Email has problems. On state of the art hardware, it still takes me 20 seconds at least to load up some image attachments. It doesn’t have built-in signing, and the MIME format is quite possibly the most difficult encoding to optimize that I’ve ever seen. So we need to fix it. The right way, instead of just half-baked hacks on top of a hastily constructed anti-pattern.
The idea is this: if you take a lot of data, you can put it through a cryptographic hash to get a little bit of data. The big problem with email is that you have to remain blindly trusting of a lot of data, which sets you up for being spammed, flooded, and dependent on large corporations who alone have the power and knowhow to deal with that much strange, unvetted data.
You don’t even want to download most of this “a lot” of data though. And what you do want to download, you want to do incrementally, in a way you can verify in case it got messed up or modified. Wouldn’t it be better if you just downloaded a teeny little message summary, that you can use to filter out the emails from people you don’t know? If that’s the only data you accept blindly, and you explicitly request all the big emails and attachments, then email will be easier to manage for you, for server administrators, and for your recipients.
So, there’s a way to only download big data by request, yet still receive emails without requesting them beforehand. That ways is hash trees, and digital signatures. What you get is a digital signature of a cryptographic hash, and that’s a little bit of data. From there you can tell who sent you the email, without seeing a single byte of the actual message, or its attachments. Using this signature you can verify who’s telling you this is a message worth reading, and using the cryptographic hash you can request the message fully confident that it is exactly what your friend wrote, pointed out, assembled or forwarded.
There is still a problem though. Given a big fat email, and a cryptographic hash, you can tell whether that email is the email for that hash. But without downloading the big fat email, how are you going to tell whether it’s the right email? The answer is hash trees.
Hashing is sort of like, there’s a function H (sha256 or something) that uses fancy math on a bunch of bytes: the content of your message, for instance. Once it has digested those bytes, it produces a tiny little string of 32 bytes. So if you have a megabyte of data A, and a hash function H, you can be sure that H(A) is only going to be 32 bytes. If someone sends you H(A), and then sends you A, and they haven’t kept their hash function secret (sha256 for instance is as public as all get out), then you can calculate H(A) too, and compare it with the H(A) that they sent you.

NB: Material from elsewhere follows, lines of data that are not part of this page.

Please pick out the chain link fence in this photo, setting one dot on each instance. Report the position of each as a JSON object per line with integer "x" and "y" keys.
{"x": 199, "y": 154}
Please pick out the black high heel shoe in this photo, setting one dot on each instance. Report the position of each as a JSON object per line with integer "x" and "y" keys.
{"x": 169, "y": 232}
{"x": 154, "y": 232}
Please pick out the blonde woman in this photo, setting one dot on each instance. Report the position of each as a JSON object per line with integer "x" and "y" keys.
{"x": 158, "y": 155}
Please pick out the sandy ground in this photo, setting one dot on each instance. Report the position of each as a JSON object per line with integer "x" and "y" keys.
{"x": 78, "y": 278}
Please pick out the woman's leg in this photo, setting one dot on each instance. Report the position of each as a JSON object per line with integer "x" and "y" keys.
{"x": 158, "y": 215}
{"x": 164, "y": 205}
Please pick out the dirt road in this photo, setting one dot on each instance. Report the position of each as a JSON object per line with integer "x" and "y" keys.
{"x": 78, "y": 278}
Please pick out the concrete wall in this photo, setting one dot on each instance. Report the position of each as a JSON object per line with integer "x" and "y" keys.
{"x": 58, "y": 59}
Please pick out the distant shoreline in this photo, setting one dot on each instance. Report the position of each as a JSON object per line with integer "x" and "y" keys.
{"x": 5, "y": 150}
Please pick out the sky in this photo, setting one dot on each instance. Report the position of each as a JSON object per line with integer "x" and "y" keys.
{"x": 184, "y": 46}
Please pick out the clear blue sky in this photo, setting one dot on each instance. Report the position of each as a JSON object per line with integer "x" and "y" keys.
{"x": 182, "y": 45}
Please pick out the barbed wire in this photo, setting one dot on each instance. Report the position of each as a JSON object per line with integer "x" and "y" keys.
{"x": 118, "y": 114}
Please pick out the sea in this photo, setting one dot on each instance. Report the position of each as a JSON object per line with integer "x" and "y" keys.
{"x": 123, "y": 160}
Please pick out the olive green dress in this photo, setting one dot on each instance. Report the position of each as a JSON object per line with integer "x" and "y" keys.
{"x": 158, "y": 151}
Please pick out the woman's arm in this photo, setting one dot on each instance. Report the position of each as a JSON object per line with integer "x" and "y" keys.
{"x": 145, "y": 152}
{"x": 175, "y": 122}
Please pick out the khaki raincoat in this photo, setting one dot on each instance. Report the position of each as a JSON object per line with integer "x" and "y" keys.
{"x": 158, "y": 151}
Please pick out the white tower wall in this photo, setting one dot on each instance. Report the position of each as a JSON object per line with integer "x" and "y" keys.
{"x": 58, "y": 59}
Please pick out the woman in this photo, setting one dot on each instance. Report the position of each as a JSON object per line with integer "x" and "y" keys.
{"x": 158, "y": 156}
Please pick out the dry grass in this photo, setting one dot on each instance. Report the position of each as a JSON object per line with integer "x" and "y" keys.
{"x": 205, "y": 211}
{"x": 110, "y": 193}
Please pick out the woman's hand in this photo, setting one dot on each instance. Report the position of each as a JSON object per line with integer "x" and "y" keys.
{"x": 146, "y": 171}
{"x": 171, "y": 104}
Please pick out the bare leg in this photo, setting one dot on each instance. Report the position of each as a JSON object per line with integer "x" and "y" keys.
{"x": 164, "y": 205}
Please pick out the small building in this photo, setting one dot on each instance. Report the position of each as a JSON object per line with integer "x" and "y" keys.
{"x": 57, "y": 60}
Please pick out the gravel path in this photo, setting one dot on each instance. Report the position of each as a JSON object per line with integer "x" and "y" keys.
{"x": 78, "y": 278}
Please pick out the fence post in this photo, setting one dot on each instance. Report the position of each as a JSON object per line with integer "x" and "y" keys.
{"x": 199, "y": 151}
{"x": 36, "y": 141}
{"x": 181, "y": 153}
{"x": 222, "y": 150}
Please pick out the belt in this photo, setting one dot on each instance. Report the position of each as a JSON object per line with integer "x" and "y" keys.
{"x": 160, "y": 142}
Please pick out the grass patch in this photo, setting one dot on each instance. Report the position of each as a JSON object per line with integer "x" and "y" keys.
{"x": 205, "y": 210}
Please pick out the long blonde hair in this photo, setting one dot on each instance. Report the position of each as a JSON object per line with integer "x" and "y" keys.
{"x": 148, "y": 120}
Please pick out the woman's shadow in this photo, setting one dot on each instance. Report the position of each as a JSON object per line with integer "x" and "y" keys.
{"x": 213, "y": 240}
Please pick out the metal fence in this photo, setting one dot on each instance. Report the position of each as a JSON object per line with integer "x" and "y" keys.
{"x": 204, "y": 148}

This is good because people like to mess with email. If I just sent an email to some random person I didn’t know, and they were supposed to send it to you, they could change my words, or more likely start bombing you with spam, and you’d have no way to tell whether it was the spammer’s email, or mine. But if you have H(A) and I send you A, and then some evil spammer sends you B, C, D and E, all with my return address on them, you can figure out H(B), and H(B) will always be different from H(A). Thereby your computer can just delete B without trouble. In fact, if I’m sending you A from a different source than the spammer, you can just block the spammer’s IP before they even get a chance to send you C, D and E.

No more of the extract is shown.